Higher speed acquisition does not hamper measurement sensitivity. (a) Comparison of total detections and single cells acquired at speeds of 0.5 m/s and 1 m/s shows that the chip can handle doublet discrimination at higher sample concentrations and (b) still generates the same fluorescence sensitivity compared to lower speed acquisition, as demonstrated by the Pearson correlation resulting from linear fit statistical analysis for total PD1+ cells (R = 0.94, black dots), CD8+PD1+ (R = 0.99, blue, full-colored triangle), and CD8−PD1+ (R = 0.92, red upside-down triangle) populations.

Figure 6

Concept of a multiplexed cytometer chip combining both fluidics and photonics module.
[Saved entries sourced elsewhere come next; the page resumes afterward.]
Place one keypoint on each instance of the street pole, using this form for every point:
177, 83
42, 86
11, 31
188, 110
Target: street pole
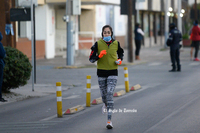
195, 6
130, 46
179, 16
166, 22
32, 44
137, 11
70, 46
The fluidics module harbors besides 2D hydrodynamic focusing also the capacity to sort [22]. The photonics module, presented in the middle, comprises an SiN waveguide platform enabling coupling of laser light, routing of light throughout the chip, and emission of light into the fluidic channel [14,17,19]. The fluorescence emission by the cells can be collected through a quartz top plate, focused to an optical fiber with miniature lenses, such as grin lenses, and collected by an APD or PMT detector. Both modules can be monolithically integrated and multiplexed as represented in the figure on the right.